Every Filipino has an older family member who participated in the 1986 EDSA People Power Revolution, that dramatic moment in Philippine history where a dictator was toppled by sheer force of numbers without resorting to bloodshed.
Now in a weird turn of events, actor Willem Dafoe divulged that he was in the EDSA revolution, too. Dafoe said as much to Vanity Fair earlier this week in a video break-down of his career’s most-memorable moments.
The opportunity to join the bloodless revolution came up when Willem, now 64, was shooting the Oliver Stone movie Platoon 33 years ago.
“I arrived in the Philippines and my plane was the last plane in because there was a revolution,” he said. He remembers being told by someone from the movie’s production to “sit tight, the movie’s canceled. There’s a revolution, we’ll get you out when we can.”

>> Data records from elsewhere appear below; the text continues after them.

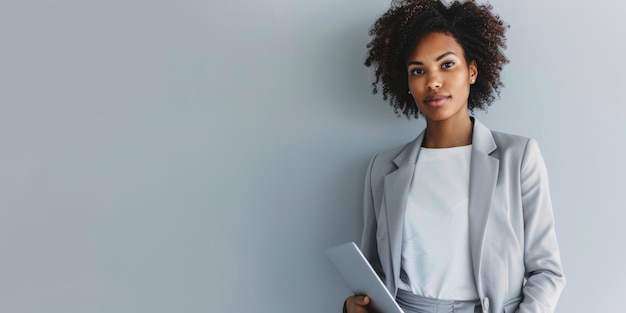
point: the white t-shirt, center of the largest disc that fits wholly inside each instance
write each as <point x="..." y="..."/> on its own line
<point x="435" y="242"/>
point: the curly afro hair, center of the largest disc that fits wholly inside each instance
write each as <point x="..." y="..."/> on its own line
<point x="477" y="30"/>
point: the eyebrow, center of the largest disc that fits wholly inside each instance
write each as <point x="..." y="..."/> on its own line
<point x="437" y="59"/>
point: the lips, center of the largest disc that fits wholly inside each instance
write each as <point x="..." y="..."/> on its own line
<point x="435" y="100"/>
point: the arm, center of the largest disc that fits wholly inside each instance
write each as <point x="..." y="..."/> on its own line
<point x="543" y="270"/>
<point x="369" y="246"/>
<point x="358" y="304"/>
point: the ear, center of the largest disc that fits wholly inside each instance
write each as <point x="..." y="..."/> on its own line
<point x="473" y="70"/>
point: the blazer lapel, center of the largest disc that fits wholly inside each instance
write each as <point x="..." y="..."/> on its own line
<point x="483" y="179"/>
<point x="397" y="184"/>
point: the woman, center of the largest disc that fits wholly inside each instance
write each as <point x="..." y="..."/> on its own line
<point x="460" y="219"/>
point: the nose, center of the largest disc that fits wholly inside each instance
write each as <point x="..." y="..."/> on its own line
<point x="434" y="82"/>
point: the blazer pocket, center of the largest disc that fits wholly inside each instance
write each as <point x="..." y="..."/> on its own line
<point x="512" y="305"/>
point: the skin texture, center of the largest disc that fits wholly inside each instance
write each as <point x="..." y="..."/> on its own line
<point x="476" y="28"/>
<point x="439" y="80"/>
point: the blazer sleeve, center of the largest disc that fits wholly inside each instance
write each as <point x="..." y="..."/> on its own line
<point x="369" y="245"/>
<point x="543" y="270"/>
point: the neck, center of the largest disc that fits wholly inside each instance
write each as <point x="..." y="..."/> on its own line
<point x="447" y="134"/>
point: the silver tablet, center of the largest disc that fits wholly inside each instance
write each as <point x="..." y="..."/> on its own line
<point x="361" y="277"/>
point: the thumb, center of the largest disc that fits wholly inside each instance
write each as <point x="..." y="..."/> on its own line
<point x="363" y="300"/>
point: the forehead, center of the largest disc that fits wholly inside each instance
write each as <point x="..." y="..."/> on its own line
<point x="432" y="45"/>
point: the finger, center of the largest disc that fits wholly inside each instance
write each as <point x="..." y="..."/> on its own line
<point x="361" y="300"/>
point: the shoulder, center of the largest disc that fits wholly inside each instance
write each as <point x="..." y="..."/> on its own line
<point x="515" y="147"/>
<point x="386" y="162"/>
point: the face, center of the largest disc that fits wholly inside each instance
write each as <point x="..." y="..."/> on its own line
<point x="439" y="78"/>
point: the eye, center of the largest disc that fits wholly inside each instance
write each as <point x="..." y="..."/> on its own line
<point x="447" y="64"/>
<point x="416" y="71"/>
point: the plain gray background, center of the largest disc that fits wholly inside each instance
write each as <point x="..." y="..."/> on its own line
<point x="199" y="156"/>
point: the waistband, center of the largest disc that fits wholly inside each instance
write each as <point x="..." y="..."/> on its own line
<point x="412" y="303"/>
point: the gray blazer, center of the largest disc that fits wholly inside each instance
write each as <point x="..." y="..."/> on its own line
<point x="515" y="256"/>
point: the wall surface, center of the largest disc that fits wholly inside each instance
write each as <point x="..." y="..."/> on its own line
<point x="198" y="156"/>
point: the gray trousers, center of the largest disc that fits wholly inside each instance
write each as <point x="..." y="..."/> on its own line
<point x="411" y="303"/>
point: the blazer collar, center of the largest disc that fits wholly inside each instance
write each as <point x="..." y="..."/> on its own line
<point x="483" y="177"/>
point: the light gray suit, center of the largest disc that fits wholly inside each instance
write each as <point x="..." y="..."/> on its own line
<point x="514" y="250"/>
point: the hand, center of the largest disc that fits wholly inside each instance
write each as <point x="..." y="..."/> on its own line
<point x="357" y="304"/>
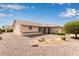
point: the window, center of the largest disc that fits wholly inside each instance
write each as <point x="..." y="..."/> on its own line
<point x="30" y="27"/>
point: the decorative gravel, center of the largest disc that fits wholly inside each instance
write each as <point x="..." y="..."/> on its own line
<point x="15" y="45"/>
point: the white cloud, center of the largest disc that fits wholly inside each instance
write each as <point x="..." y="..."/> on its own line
<point x="11" y="6"/>
<point x="70" y="12"/>
<point x="4" y="15"/>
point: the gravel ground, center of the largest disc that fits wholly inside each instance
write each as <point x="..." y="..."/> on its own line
<point x="14" y="45"/>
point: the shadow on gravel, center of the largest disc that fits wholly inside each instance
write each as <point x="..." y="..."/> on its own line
<point x="75" y="38"/>
<point x="32" y="36"/>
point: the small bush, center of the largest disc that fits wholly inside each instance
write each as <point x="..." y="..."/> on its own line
<point x="41" y="40"/>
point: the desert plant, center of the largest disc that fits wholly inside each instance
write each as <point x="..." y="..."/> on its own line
<point x="72" y="28"/>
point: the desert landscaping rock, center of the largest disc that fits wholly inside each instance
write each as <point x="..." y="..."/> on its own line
<point x="14" y="45"/>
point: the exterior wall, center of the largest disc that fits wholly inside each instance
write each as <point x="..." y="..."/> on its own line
<point x="56" y="29"/>
<point x="25" y="28"/>
<point x="17" y="29"/>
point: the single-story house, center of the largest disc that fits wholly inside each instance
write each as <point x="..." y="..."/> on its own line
<point x="21" y="26"/>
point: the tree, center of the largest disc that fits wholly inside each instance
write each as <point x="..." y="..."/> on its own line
<point x="72" y="28"/>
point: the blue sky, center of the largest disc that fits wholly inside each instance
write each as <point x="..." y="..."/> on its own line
<point x="51" y="13"/>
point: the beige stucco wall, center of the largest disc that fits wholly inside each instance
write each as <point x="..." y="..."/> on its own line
<point x="56" y="29"/>
<point x="17" y="29"/>
<point x="25" y="28"/>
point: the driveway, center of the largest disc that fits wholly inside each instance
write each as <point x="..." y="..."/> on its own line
<point x="19" y="46"/>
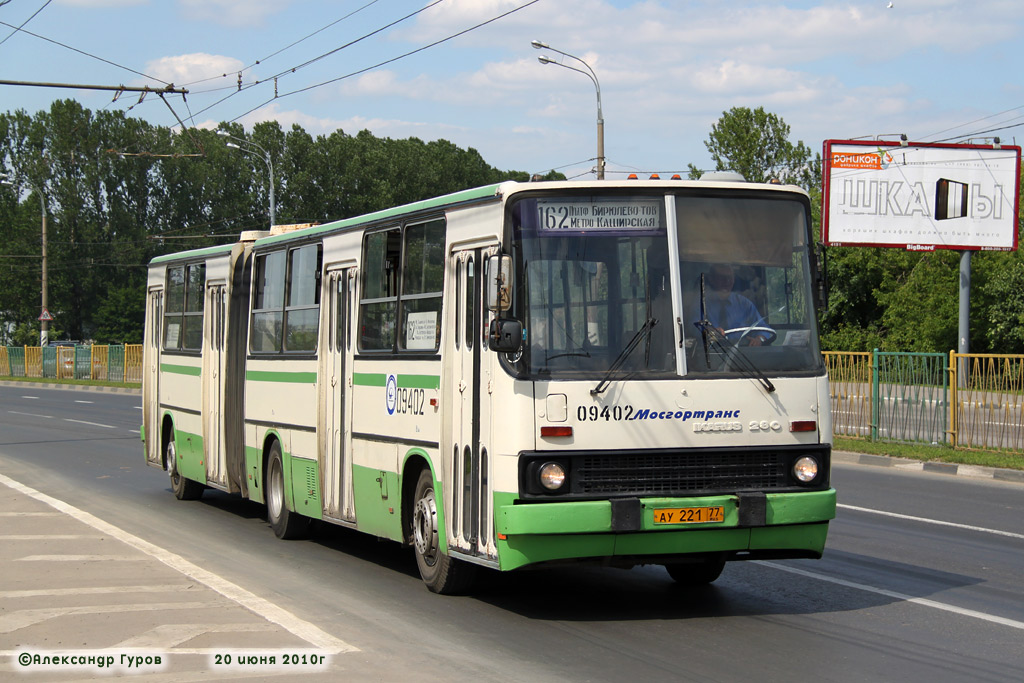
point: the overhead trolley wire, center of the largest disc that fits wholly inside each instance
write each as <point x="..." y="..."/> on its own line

The movie eventually got back on track, but the Platoon actor (or Spider-Man actor for the younger set) said that for “about three or four days, me and a couple of other people that were there ahead of time, were out on the streets with the people.”
“It was an incredible feeling because it was a revolution that happened for the most part without violence,” he said about the event that ended two decades of Ferdinand Marcos’ dictatorial rule.
More than half of the population now wasn’t alive yet when the revolution happened, and many of us who weren’t, such as this reporter, wish we could have.